Types of Residential Buildings With Pictures and Names

There are 5 principal residential building types to choose from. These include single-family homes, condos, and townhouses. Choosing between the different types of residential buildings will depend on your budget, lifestyle, and needs.

What is a residential building? A residential building is a building where more than half of its floor area is for dwelling purposes. A residential building offers sleeping accommodation with or without cooking or dining areas or with both. These are the five principal types of residential developments:

Single-Family Home

A single-family home is the standard private property residence. It could be a house that you buy or it could be a one that you rent from the owner.

The key difference is that if you purchase the house you own both the residence and the land. If you own one of these types of residences then you are free to do what you want with it so long as it is within the city, state, or county laws.

A single-family home

These residences are usually more private and have more space than other types of homes. They usually have a private front or back yard (can have both). As the homeowner, you can design and customize the house to your liking.

Single-family homes, however, do require maintenance and all the costs falls in the homeowner. With other home types like condos and townhomes, you share the costs of yard maintenance, plumbing, roofing, and building amenities with the other residents.

Multi-Family Home

Multi-family homes are also known as a duplex, triplex, or four-plex. The difference between the three as the name suggests is that a duplex houses 2 apartments while a triplex and fourplex contain 3 and 4 respectively. These are not as popular as other types of residential buildings.

Some have separate entrances for each unit that makes up the home. However, it is not uncommon for there to be one shared main entrance. The entire home belongs to one owner and individual units cannot be purchased.

Multi-family homes

Multi-family residences allow you to live in one part of the house while renting out the other units to tenants. However, you can also rent out all the units if you so desire.
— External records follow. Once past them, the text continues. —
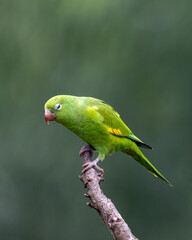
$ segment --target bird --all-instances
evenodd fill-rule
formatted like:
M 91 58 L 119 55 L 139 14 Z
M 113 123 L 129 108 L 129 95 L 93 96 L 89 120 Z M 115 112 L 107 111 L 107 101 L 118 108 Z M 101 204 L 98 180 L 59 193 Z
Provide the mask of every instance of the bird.
M 172 186 L 140 150 L 152 147 L 136 137 L 119 113 L 106 102 L 93 97 L 57 95 L 45 103 L 44 109 L 44 118 L 48 124 L 49 121 L 56 121 L 88 144 L 81 149 L 80 155 L 87 150 L 98 152 L 95 160 L 82 166 L 82 174 L 90 168 L 96 168 L 103 174 L 103 169 L 97 164 L 103 161 L 106 155 L 120 151 Z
Or, if you are a large family, then you can share the home together with other family members.

The units in a multi-family home are usually smaller than single-family homes and offer less privacy. All maintenance tasks are the responsibility of the landlord/owner.


You can buy and own a condo. Most condominiums have more than one floors with a different owner living on each floor. However, a condo can also have multiple units per floor. There are also instances where the condo is detached (like a single-family home) or where they are connected to each other.

Detached Condos

As a condo owner, you share the cost of maintenance with other residents. For example, if the lawn needs mowing, each resident contributes toward the cost. As these are luxury residences they usually have premium amenities like gyms, pools, etc.

The entire condo is governed by a board of directors so you may not be able to modify the building as you like and there may be rules prohibiting pets. Privacy can also be an issue as the units may be close to each other and you need to be careful with noise so that you do not disturb neighbors.


Townhouses are similar to condominiums where each residence is adjacent to each other. The difference is that a townhouse can be purchased as a single property much like the single-family home. Expenses related to property tax and maintenance is the responsibility of the homeowner. Some townhouses have shared areas like pools, gyms, tennis courts, etc.


Townhomes are more private than condos. They can have a homeowners association or joint maintenance agreements where the owners agree to share the cost of maintaining the property.


Cooperatives (co-ops) a different type of homeownership. With cooperative housing, you own a part of a corporation that owns the building. Each resident makes up the cooperation that owns the entire building. Each owner is entitled to a unit of the building so long as they are part of the co-op.

Housing cooperatives on Central Park West in Manhattan, New York City, from left to right: The Majestic, The Dakota, The Langham, and The San Remo.

Co-op owners all share maintenance costs. They are also less expensive than condos. The financial responsibility of the entire building falls on each owner.